Tuuli Lappalainen is Professor at the KTH Royal Institute of Technology, Stockholm, Sweden,  Director, National Genomics Infrastructure & Genomics Platform, SciLifeLab  and Senior Associate Faculty Member, New York Genome Center. She will be giving the ESHG Award Lecture at 13h50 on Tuesday June 16.

Tuuli Lappalainen was so young when she first became interested in science that she can’t remember her exact age at that time. “I think I’ve always just been interested in how the world works, and why things are the way they are. So looking around me and asking questions about what I’m seeing has always been part of my life.”

She grew up in a family that was equally curious and questioning. “We were surrounded by books and magazines, and my parents encouraged my curiosity. On weekend mornings, I’d read the newspaper and find that my dad had done calculations on it to verify whether some of the things described made sense. So having a questioning mentality is a family characteristic.”

Although she was occasionally tempted by the thought of another career when she was very young – a zookeeper was one such idea – there wasn’t much doubt that she was destined for an academic career, and she didn’t need any encouragement from her parents to go down that route. “I think it solidified pretty much at high school age that I would go for some kind of research career in biology, which is a subject that has always fascinated me,” she says.  “I was particularly interested in human biology, with its links to evolution, genetics and physiology and how these change over time through heredity. In my late teens I figured out that I was interested in genetic mechanisms and their related basic discovery research.  I didn’t feel that being a medical doctor was the right fit for me.”

In the year 2000 she graduated from high school and went to university in Turku in South Western Finland, followed by a PhD in Helsinki. At that time there was a boom in biotechnology-related research, she says. “There was a great sense of opportunity and doors opening to allow researchers to do new things. And the sequencing of the human genome the same year as I started studying biology at university meant that I was part of the first generation of geneticists fully trained in the genome era. We had textbooks from the previous era that had become outdated basically overnight. With the genome we had a whole new toolkit in our hands.”
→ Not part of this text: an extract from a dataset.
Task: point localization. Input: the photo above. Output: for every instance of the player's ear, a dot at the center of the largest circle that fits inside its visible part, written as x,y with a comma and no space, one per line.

She is proud of the data resources she’s been part of building, the impact they have had on the genetics community, and the diverse forms of science that such data have enabled across the world. “When I see a paper that is doing analysis with an open resource dataset that I was part of creating as a postdoc, or with a consortium, it’s rewarding to realise that I had a part in helping that science happen. Creating something that is valuable for a lot of people, whether its data resources or methods, is very satisfying. And the biggest impact we have, of course, is not via our own specific papers or datasets, but by the people we train. I’ve been fortunate to work with fantastic young scientists who have left my lab to start their own labs or companies. Having a role in their career path is very fulfilling.”
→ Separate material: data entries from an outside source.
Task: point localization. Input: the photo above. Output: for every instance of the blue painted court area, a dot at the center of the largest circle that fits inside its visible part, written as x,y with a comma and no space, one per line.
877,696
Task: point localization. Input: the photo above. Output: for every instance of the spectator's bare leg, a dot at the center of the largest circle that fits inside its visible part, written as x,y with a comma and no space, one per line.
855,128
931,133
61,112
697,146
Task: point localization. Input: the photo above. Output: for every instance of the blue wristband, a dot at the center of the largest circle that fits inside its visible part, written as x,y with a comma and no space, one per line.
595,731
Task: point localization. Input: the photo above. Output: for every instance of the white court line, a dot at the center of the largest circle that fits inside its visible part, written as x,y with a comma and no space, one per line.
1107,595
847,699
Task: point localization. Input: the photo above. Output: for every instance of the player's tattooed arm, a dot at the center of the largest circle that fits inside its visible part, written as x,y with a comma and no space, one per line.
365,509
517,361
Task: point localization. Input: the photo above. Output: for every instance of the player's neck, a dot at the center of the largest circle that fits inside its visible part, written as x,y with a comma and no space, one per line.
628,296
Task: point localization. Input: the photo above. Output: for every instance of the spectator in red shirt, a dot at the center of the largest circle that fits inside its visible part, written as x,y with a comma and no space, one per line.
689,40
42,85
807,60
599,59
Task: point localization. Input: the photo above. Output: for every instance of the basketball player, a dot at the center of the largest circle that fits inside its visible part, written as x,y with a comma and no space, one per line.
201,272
Of course, there are the boring bits, but she accepts that there’s no free lunch in the world and administrative stuff is an integral part of the system. “If you want to do ambitious work and push boundaries, you just have to get on with it.” A bigger disappointment is the disintegration of the global research community. Whereas when she started her research it was easy to move to work in different countries and to collaborate across borders, new borders are starting to be erected. “It feels as though the global community that we had has been negatively affected by today’s international politics, so that younger researchers don’t get to live in the same open world as we did. I find that very sad, and harmful to the research community as well as to individuals.”
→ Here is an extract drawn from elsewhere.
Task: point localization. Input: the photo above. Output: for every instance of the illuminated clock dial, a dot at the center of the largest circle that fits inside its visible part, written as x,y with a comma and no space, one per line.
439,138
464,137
If she hadn’t been a scientist she might have become a writer. “I also love art, but I’m not an artist, so maybe managing a gallery.  Retirement is a long way off, but I will probably do something related to writing when I get there, and maybe try to stay active in the research community in some way. I get bored very easily and am not good at sitting around doing nothing.” Since she works on two continents at present there’s not much time for inactivity. “When I get the chance, I like food-related things and just general hanging out.”

She will be telling the conference about her quest to interpret molecular and cellular effects of genetic variants that capture the molecular processes driving the genetic impact on human traits and disease. “Many studies from our community have made major discoveries, but there are still many challenges ahead in figuring out what those variants actually do in cells. I’ll talk about some of the roads ahead, and what kind of toolkit will help us advance on this path.”